Now after watching Joaquin Phoenix collect a Bafta for playing HIS character in period crime thriller Joker, his bosses have returned to the Suicide Squad timeline without him.
Here our heroine is his psycho, ex-girlfriend Harley Quinn (Margot Robbie). At the beginning of the film she has just split with the crimelord who she still insists on calling “Mistah Jay” in that shouty New Yoik accent.
Without the unseen villain’s protection, all the thugs she used and abused are out to get her, most noticeably Black Mask, a camp gangster played by Ewan McGregor.
After some business involving a mega-valuable diamond, Harley goes searching for a teenage pickpocket (Ella Jay Basco), adopts a hyena and forges an alliance with three of the forgettable new villain’s enemies — club singer Black Canary (Jurnee Diana Smollett-Bell), cross-bow wielding assassin Huntress (Mary Elizabeth Winstead) and renegade cop Renee Montoya (Rosie Perez).

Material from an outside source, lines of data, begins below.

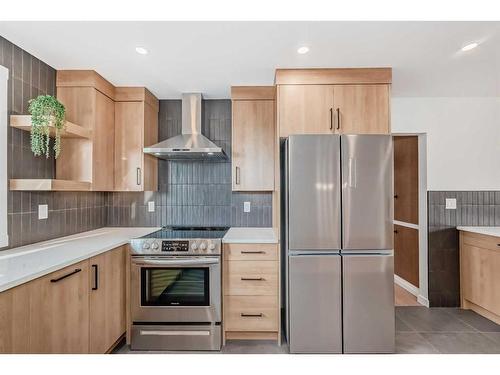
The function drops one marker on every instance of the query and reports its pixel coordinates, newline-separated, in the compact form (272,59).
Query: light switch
(43,211)
(451,203)
(151,206)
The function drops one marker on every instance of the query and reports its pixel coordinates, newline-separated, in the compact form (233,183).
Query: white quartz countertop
(250,235)
(22,264)
(489,231)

So far, the “DC Universe” has struggled to settle on a tone and it seems this time they are trying to ape the anarchic comedy of Marvel’s Deadpool.
There are knowing winks to the viewer, freeze frames and a constant shuttling back and forth of the timeline.
The fight scenes are slickly choreographed with the acrobatic and charismatic Smollett-Bell most deserving of a spin-off.
It’s a strangely enjoyable enough romp that’s missing a standout action scene or a killer one-liner.
Although I don’t envy screenwriter Christina Hodson for having to write gags for Robbie.
Her shouty, mugging performance made me yearn for the slick patter of Ryan Reynolds or the arch delivery of Adam West’s Batman.